Stéphane Pauwels : "La Fédération belge ne peut pas endosser tous les maux du football belge, ce serait simplement ridicule. J’ai suffisamment prétendu depuis trois ans que l’arrivée de Steven Martens était une bénédiction pour le football belge qu’il ne s’agit plus de le répéter. Le grand ministère qu’était l’Union belge est en train de changer. Certains meubles bougent lentement, mais un travail de fond est engagé. Mais maintenant que le succès des Diables est là, la question est aussi de savoir ce que l’on en fait. On est parti pour dix ans mais c’est maintenant qu’il faut bosser."

Précisément. Où se situe aujourd’hui l’urgence ?

St. M. : "Les chantiers sont connus : la formation des jeunes et l’aide nécessaire à certains clubs concernant leurs infrastructures. Nous pouvons les épauler, parfois financièrement, mais je ne peux pas non plus jouer les gendarmes. J’ai un pouvoir d’influence sur les clubs et les gestionnaires, mais je ne peux pas non plus nettoyer tous les clubs et virer les gens incompétents."

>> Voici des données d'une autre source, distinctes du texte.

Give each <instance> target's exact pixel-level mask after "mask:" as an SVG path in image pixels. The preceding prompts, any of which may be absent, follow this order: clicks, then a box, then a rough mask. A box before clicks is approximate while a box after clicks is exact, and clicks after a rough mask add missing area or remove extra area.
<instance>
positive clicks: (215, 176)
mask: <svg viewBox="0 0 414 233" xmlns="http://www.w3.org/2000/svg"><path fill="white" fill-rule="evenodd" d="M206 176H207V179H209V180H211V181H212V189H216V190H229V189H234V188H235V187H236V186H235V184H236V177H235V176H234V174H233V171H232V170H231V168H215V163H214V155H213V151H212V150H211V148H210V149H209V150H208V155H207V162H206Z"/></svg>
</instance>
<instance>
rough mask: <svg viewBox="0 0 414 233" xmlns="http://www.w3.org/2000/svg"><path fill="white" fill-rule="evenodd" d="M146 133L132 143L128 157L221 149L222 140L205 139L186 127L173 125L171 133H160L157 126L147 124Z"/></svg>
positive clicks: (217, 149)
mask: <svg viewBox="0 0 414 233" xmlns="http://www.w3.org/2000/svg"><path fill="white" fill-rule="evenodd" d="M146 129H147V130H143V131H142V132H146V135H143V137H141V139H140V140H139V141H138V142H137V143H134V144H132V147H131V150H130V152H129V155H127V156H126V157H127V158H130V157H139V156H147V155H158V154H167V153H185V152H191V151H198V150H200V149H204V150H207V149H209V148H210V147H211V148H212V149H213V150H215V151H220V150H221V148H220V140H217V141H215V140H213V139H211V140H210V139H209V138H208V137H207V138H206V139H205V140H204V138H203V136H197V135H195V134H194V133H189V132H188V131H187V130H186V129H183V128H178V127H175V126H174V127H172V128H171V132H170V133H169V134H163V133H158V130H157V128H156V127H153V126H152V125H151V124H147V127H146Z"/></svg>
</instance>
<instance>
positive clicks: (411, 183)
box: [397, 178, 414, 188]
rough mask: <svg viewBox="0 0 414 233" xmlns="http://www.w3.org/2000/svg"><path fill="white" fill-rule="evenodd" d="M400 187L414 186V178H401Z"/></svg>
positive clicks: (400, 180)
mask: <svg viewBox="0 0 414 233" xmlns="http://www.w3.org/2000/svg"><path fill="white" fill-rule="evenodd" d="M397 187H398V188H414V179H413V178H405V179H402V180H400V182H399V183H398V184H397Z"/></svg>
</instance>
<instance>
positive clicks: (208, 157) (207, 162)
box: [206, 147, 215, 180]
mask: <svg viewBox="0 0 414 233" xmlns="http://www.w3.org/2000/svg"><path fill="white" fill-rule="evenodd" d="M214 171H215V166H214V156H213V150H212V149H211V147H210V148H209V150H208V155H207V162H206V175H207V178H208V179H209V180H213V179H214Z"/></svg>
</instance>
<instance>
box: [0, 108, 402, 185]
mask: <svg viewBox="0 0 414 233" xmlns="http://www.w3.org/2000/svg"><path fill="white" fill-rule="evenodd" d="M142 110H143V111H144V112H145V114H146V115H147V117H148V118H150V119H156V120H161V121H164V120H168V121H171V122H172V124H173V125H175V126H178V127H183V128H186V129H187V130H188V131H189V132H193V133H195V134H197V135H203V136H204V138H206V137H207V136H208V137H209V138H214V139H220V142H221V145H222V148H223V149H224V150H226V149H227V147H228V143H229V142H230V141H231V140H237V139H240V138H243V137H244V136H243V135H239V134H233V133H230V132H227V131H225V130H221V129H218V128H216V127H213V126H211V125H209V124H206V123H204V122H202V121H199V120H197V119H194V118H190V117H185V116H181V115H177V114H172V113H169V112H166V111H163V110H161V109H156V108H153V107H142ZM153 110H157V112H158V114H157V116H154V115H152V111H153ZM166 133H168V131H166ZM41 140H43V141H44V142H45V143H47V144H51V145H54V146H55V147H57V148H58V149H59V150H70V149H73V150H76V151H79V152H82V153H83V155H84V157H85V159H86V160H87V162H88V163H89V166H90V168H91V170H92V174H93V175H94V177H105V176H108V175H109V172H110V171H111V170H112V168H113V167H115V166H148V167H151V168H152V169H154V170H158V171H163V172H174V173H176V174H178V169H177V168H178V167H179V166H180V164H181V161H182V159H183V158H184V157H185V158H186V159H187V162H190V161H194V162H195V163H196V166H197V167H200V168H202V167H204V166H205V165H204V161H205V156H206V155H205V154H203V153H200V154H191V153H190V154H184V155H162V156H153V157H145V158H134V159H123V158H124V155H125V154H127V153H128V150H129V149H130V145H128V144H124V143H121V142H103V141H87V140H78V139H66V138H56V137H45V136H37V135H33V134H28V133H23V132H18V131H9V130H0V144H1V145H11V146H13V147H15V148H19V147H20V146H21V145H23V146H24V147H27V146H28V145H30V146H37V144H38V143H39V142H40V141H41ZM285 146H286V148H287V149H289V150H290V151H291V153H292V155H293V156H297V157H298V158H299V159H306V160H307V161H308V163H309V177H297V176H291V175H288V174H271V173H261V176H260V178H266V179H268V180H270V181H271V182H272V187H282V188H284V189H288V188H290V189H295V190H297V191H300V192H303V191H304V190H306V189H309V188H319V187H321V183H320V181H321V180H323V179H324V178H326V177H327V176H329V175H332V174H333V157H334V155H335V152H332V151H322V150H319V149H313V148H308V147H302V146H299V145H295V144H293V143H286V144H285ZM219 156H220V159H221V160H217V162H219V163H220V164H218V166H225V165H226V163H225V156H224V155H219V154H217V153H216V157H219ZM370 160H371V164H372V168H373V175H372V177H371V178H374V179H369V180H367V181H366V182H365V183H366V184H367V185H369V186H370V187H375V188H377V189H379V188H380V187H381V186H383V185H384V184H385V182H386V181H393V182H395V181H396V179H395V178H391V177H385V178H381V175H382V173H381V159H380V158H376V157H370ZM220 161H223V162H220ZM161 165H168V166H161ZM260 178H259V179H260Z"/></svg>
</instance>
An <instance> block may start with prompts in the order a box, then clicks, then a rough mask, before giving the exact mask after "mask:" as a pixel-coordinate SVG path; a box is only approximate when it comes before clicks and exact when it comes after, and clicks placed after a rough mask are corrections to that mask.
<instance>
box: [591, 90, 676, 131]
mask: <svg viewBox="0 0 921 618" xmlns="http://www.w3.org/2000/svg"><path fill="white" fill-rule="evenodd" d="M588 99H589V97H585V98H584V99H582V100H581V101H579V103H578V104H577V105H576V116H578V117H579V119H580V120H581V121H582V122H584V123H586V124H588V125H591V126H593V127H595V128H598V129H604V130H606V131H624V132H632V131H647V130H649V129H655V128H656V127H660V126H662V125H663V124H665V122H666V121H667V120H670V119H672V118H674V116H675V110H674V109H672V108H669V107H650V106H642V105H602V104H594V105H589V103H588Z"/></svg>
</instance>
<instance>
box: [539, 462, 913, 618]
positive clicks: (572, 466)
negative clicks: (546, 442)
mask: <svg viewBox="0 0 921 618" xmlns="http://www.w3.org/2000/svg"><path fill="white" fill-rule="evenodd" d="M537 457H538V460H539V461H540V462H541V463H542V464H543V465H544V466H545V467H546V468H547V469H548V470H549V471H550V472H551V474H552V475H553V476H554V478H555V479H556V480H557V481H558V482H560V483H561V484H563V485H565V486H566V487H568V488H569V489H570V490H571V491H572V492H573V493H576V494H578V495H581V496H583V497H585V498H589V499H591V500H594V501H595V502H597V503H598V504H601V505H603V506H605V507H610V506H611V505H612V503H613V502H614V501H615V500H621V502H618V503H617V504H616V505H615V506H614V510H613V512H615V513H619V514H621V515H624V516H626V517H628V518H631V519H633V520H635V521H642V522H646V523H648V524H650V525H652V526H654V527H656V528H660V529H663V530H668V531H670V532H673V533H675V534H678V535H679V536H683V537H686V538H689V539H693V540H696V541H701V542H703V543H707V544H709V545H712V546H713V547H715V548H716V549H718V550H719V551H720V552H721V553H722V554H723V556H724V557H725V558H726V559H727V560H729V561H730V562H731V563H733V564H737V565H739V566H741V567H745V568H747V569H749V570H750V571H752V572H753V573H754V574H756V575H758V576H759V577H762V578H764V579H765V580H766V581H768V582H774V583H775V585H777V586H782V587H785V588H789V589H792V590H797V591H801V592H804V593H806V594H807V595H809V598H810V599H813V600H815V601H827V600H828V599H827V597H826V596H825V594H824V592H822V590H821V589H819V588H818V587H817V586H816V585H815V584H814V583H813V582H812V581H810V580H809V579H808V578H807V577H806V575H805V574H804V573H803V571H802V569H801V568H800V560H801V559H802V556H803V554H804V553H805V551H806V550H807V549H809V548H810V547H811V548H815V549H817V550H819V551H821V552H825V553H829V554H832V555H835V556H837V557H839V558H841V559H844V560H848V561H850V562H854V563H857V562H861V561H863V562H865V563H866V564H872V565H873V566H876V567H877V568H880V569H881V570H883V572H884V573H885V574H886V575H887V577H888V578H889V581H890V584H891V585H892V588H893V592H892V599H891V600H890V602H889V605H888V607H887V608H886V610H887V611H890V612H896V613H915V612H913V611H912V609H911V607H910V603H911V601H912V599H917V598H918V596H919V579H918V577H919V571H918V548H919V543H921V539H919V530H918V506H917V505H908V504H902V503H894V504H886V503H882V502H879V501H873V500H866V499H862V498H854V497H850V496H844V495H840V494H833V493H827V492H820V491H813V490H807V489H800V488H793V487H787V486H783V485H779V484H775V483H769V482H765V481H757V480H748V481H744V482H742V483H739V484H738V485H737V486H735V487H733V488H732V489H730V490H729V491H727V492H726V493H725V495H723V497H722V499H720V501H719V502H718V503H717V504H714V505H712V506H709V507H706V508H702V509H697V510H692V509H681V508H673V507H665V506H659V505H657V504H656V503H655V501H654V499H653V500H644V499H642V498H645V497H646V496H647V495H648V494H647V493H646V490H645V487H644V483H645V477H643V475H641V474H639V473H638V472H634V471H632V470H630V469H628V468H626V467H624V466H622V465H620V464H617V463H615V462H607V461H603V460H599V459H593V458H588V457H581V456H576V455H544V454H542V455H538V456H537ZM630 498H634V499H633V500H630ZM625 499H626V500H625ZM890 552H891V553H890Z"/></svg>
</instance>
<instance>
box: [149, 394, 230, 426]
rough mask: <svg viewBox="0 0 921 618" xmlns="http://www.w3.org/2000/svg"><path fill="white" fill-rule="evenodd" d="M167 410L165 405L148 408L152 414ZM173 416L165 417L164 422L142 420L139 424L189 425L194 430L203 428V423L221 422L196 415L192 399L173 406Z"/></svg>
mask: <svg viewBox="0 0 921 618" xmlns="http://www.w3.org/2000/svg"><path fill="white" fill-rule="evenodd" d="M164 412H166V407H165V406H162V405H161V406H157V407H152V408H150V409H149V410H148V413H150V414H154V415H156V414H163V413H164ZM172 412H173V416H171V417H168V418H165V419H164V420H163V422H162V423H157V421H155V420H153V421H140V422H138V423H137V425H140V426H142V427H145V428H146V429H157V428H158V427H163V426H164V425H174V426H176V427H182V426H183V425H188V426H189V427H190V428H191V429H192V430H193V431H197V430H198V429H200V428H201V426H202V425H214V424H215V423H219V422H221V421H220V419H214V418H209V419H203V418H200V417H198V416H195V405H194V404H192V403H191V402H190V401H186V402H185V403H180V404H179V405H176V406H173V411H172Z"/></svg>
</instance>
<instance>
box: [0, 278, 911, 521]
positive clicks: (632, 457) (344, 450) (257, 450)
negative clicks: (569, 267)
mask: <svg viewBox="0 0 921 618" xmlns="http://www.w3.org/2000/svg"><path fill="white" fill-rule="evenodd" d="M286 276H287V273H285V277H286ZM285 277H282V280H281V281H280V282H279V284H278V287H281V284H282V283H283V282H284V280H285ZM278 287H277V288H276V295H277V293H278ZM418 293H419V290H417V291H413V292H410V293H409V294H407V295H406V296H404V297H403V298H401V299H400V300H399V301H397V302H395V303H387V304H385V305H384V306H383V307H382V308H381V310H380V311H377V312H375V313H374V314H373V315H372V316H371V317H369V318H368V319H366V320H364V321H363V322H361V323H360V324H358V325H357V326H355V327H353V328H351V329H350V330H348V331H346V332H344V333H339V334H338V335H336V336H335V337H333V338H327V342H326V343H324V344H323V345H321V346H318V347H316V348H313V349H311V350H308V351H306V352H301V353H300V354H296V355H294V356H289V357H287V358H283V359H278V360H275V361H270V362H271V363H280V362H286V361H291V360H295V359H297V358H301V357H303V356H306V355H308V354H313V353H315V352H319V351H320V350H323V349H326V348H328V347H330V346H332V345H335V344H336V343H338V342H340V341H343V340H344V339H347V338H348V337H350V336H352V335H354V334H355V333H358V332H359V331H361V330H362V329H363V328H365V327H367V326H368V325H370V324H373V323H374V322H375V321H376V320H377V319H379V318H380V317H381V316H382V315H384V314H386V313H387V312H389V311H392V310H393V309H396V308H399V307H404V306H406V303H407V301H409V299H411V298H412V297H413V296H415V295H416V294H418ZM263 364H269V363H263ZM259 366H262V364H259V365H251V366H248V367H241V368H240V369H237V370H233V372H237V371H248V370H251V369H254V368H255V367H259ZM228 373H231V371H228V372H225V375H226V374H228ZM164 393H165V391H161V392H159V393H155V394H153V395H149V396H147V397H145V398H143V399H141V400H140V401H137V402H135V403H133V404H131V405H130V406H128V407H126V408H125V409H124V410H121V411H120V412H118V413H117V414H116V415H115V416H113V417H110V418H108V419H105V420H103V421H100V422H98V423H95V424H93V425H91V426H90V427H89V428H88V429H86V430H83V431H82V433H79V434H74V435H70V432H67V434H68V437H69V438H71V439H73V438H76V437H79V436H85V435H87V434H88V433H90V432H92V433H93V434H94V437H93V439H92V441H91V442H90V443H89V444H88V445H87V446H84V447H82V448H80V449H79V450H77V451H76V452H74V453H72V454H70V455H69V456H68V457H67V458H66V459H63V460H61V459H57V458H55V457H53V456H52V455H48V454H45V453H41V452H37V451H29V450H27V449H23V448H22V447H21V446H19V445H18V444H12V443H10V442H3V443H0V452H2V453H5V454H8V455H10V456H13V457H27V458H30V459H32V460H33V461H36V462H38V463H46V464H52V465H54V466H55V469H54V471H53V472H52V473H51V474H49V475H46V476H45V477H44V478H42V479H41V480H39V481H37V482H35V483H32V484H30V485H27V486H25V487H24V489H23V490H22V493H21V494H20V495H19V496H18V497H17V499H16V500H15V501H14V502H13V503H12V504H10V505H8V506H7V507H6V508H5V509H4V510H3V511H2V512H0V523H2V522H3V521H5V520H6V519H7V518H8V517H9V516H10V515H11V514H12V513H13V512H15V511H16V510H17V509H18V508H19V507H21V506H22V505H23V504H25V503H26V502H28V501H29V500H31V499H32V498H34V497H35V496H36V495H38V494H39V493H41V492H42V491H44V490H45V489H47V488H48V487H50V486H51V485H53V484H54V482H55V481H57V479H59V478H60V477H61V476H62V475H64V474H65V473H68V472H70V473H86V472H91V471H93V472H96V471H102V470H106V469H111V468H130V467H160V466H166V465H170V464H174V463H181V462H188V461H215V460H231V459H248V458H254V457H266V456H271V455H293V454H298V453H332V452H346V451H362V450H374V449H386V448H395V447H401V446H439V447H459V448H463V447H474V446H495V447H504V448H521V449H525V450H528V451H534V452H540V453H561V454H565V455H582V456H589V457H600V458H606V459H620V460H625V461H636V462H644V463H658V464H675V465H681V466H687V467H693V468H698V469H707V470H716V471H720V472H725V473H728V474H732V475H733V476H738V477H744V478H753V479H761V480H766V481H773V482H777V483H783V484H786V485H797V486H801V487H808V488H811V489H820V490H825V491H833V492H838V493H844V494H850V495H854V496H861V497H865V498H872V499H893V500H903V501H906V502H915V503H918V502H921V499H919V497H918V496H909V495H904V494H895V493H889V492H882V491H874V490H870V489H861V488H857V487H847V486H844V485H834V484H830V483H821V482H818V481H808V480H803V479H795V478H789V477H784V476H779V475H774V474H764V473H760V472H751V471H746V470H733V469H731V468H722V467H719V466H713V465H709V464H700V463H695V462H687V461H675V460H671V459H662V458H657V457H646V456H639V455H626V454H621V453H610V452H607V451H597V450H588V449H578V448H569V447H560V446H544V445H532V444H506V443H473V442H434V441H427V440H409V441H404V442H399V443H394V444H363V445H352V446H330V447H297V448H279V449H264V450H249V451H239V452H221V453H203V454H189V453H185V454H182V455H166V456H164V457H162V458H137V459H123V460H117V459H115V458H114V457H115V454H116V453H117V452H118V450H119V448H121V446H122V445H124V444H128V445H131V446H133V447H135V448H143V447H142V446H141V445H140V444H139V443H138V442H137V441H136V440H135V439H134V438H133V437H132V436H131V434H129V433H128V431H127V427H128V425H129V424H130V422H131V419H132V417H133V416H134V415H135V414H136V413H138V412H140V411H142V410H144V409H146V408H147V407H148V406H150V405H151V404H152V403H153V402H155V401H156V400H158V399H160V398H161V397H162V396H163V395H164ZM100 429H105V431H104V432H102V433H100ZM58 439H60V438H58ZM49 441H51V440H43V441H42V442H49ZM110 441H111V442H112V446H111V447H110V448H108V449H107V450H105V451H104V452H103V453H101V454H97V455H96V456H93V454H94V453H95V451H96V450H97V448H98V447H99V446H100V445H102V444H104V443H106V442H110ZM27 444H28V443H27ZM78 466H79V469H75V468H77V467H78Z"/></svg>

St. P. : "Mais regardez la confusion des genres. Le ministre Antoine s’était fendu de grands effets d’annonce sur le Plan Foot. Au final, et en caricaturant un peu les choses, on peut dire que tout cela a servi à faire plaisir à des amis et à rénover des buvettes. Ce n’était pas aux politiques de faire ce travail. La Fédération doit pouvoir être chargée de ce genre de missions ! J’avais proposé au ministre Antoine de créer des centres techniques régionaux à la mode française. Dans des régions malades et où les clubs sont mal gérés, cette solution est le meilleur plan pour la détection des talents et pour la formation. Rien n’a bougé."

St. M. : "Tu as raison. Et les choses sont d’ailleurs nettement plus avancées en Flandre. On risque d’ailleurs d’arriver à un système à deux vitesses. La Wallonie est en retard et j’en ai parfois marre de courir derrière certains. Je rajouterai un bémol: la Flandre a l’avantage de regrouper à la louche les deux tiers de la population sur un tiers du territoire alors que la Wallonie connaît la situation inverse. C’est moins facile d’organiser la détection des talents et la formation."

Derrière cette formation sportive, il y a aussi la formation éducative. Et sincèrement la flambée des faits divers, la banalisation du racisme font parfois peur. Qui doit agir ?

St. P. : "On est dans un problème sociétal. J’ai toujours été frappé en évoquant le sujet avec des Aloys Nong ou des Joachim Mununga du fatalisme autour de ce sujet. Ils m’expliquaient que le silence était la seule réponse aux cris et aux insultes qu’ils ramassaient. Il faut arrêter de croire que les campagnes du genre Touche pas à mon pote vont encore avoir de l’effet. Je propose que la Fédération paie quatre ou cinq anciens joueurs de haut niveau comme Fadiga ou Jbari pour aller au contact des gamins, visiter les clubs et les équipes. Rien ne remplacera cette pédagogie-là."

St. M. : "Je prends note de l’idée à laquelle je n’avais pas pensé. Ceci dit, on ne fera sans doute pas non plus l’impasse sur davantage de fermeté par rapport à des gestes violents ou racistes. Il faut poser des limites claires et mettre certains hors-la-loi."